Kafka docs Producer possible message loss - apache-kafka

I'm currently learning more about the Kafka Producer. I am a bit puzzled by the following paragraph from the docs:
Messages written to the partition leader are not immediately readable
by consumers regardless of the producer’s acknowledgement settings.
When all in-sync replicas have acknowledged the write, then the
message is considered committed, which makes it available for reading.
This ensures that messages cannot be lost by a broker failure after
they have already been read. Note that this implies that messages
which were acknowledged by the leader only (that is, acks=1) can be
lost if the partition leader fails before the replicas have copied the
message. Nevertheless, this is often a reasonable compromise in
practice to ensure durability in most cases while not impacting
throughput too significantly.
The way I interpret this is that messages can get lost during the sync between leader and replicated brokers, i.e. messages won't be committed unless they have been successfully replicated.
I don't understand how (for example) the Java application can shield against this message loss.
Does it receive different acknowledgements between 'only-leader' and the full replication?
this is often a reasonable compromise in practice
How is that? Do they assume that you should log failed messages and re-queue them manually? Or how does that work?

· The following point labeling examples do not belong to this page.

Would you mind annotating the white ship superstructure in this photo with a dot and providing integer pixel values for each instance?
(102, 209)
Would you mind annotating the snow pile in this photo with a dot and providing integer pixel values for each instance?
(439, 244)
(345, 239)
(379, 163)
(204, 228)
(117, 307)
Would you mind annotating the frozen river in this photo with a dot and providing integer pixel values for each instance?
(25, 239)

"Does it receive different acknowledgements between 'only-leader' and the full replication?"
There is no difference between a leader and replica acknowledgment. You only steer the behavior of the producer through its configuration acks. If it is set to 1 it will wait only for the leader acknowledgment, if you set it to all it will wait for all replicas (based on the replication factor of the topic) before the producer considers writing the message as successful.
If you set acks=all and the synchronisation between leader and replicas fail, your producer will receive a retriable Exception (either "NotEnoughReplicasException" or "NotEnoughReplicasAfterAppendException", see more details here). Based on the producer configuration retries it will try to re-send the message. Kafka is built in a way that it expects crashed brokers to be available again (in a "short" amount of time).
In case you have set acks=1 and the synchronisation between leader and replicas fail, your producer considers the message was successfully written to the cluster and it will not try to reproduce the message. Of course the leader will continue to replicate the message to its replicas. But it is not really guaranteed that this will happen. And before the message got replicated the leader broker itself could have issues which will cause the message to be lost forever.

Related

If the partition a Kafka producer try to send messages to went offline, can the producer try to send to a different partition?

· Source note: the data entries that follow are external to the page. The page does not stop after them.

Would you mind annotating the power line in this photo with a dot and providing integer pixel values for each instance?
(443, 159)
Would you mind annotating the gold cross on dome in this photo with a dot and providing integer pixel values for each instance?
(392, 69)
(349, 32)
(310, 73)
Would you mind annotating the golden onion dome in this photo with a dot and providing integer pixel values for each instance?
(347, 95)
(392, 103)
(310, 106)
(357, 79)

My Kafka cluster has 5 brokers and the replication factor is 3 for topics. At some time some partitions went offline but eventually they went back online. My questions are:
How many brokers were down does it indicate, given the fact that there were offline partitions? I think given the cluster setup above, I can afford to lose 2 brokers at the same time. However, if there were 2 brokers down, for some partitions they no longer have quorum; will these partitions go offline in this case?
If there are offline partitions, and a Kafka producer tries to send messages to them and fails, will the producer try a different partition that may be online? The messages have no key in them.
Not sure if I understood your question completely right but I have the impression that you are mixing up partitions and replications. Or at least, your question cannot be looked at isolated on the producer. As soon as one broker is down some things will happen on the cluster.
Each TopicPartition has one Partition Leader and your clients (e.g. Producer and Consumer) are only communicating with this one leader, independen of the number of replications.
In the case where two out of five broker are not available, Kafka will move the partition leader as well as the replicas to a healthy broker. In that scenario you should therefore not get into trouble although it might take some time and retries for the new leader to be selected and the new replications to be created on the healthy broker. A leader selection can be made fast as you have set the replication factor to three, so even if two brokers go down, one broker should still have the complete data (assuming all partitions were in-sync). However, creating two new replicas could take some time dependent on the amount of data. For that scenario you need to look into the topic level configuration min.insync.replicas and the KafkaProducer confiruation acks (see below).
I think the following are the most important configurations for your KafkaProducer to handle such situation:
bootstrap.servers: If you are anticipating regular connection problems with your brokers, you should ensure that you list all five of them. Although it is sufficient to only mention one address (as one broker will then communicate will all other brokers in the cluster) it is safe to have them all listed in case one or even two broker are not available.
acks: This defaults to 1 and defines the number of acknowledgments the producer requires the partition leader to have received before considering a request as successful. Possible values are 0, 1 and all.
retries: This value defaults to 2147483647 and will cause the client to resend any record whose send fails with a potentially transient error until the time of delivery.timeout.ms is reached
delivery.timeout.ms: An upper bound on the time to report success or failure after a call to send() returns. This limits the total time that a record will be delayed prior to sending, the time to await acknowledgement from the broker (if expected), and the time allowed for retriable send failures. The producer may report failure to send a record earlier than this config if either an unrecoverable error is encountered, the retries have been exhausted, or the record is added to a batch which reached an earlier delivery expiration deadline. The value of this config should be greater than or equal to the sum of request.timeout.ms and linger.ms.
You will find more details on the documentation on the Producer configs.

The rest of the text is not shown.